Second constat, le recours à des dispositifs de surveillance électronique tarde à se mettre en place. Le placement sous bracelet électronique mobile des auteurs de violences, pourtant facilité par la loi, reste très peu répandu. Quant au dispositif anti-rapprochement, qui permet à la victime d’être alertée lorsque l’auteur des violences se rapproche d’elle, son expérimentation a pris du retard et n’a débuté que le 1er janvier 2012, ce qui ne permet sans doute pas encore de tirer les premières conclusions.

En ce domaine, le dispositif « Femmes en très grand danger », qui repose sur la remise aux victimes de téléphones portables préprogrammés, paraît un élément prometteur en faveur d’une action plus globale. Madame la ministre, envisagez-vous d’étendre à l’ensemble du territoire ce dispositif expérimenté avec succès par le tribunal de Bobigny ?

La protection des victimes passe, également, par la mise en place d’un plan d’hébergement d’urgence. Le nombre de places disponibles est d’une façon générale insuffisant, et les structures généralistes sont souvent mal adaptées. Il faut répondre à des besoins d’hébergement qui se développeront d’autant plus à l’avenir que nous serons parvenus à inciter une plus forte proportion de femmes victimes à porter plainte et à chercher à s’arracher aux violences conjugales qu’elles subissent.

Là encore, les initiatives prises par certaines collectivités territoriales ouvrent des pistes intéressantes et innovantes, et montrent même qu’il est possible d’aller plus loin.

Je pense ainsi à la convention signée entre les maires de la boucle nord des Hauts-de-Seine, le département dont je suis l’élue, et l’association L’Escale pour favoriser l’accès au logement – un logement pérenne – des femmes victimes de violences conjugales : chacun des maires signataires s’y engage à consacrer au minimum deux logements par an, avec bail ordinaire, à des femmes victimes de violences conjugales habitant l’une des villes signataires. Mais ces initiatives ne doivent pas dispenser l’État de l’effort qui est le sien.

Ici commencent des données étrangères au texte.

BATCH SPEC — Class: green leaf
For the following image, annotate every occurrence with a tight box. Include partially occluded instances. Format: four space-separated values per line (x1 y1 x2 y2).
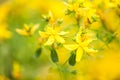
50 48 59 63
34 48 42 58
69 51 76 66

J’en viens au second volet de la loi de 2010 : la prévention des violences. Elle est essentielle à mes yeux si nous voulons enrayer durablement ces dernières.

Cette prévention doit, à mon sens, s’effectuer dans trois directions.

Tout d’abord, il faut agir en direction des hommes violents eux-mêmes, pour éviter la récidive.

Ensuite, il faut travailler en direction des enfants qui ont été les témoins, voire les victimes de ces violences ; les aider à surmonter leurs traumatismes permettra aussi d’éviter qu’ils ne reproduisent, arrivés à l’âge adulte, les situations de violences conjugales auxquelles ils ont été exposés.

Plus généralement, c’est l’ensemble de la société qu’il convient de sensibiliser à l’impact de ces violences en promouvant une culture de l’égalité et du respect mutuel entre les sexes. C’est dès l’école que cet effort doit s’effectuer.

M. Roland Courteau. Très bien !

Mme Brigitte Gonthier-Maurin, présidente de la délégation aux droits des femmes. Nous devons aussi être attentifs à l’image de la femme et des rapports entre les hommes et les femmes que véhiculent les médias et veiller à l’usage des nouveaux leviers donnés par la loi aux associations et au Conseil supérieur de l’audiovisuel pour lutter contre des représentations sexistes ou des « incitations aux violences faites aux femmes ».

En effet, les violences conjugales constituent l’un des symptômes d’une société qui place les femmes en situation d’infériorité. Par-delà la sanction des auteurs des violences et l’aide que l’on doit apporter aux victimes, c’est aussi en promouvant une culture de l’égalité entre les femmes et les hommes que nous devons répondre à ce problème.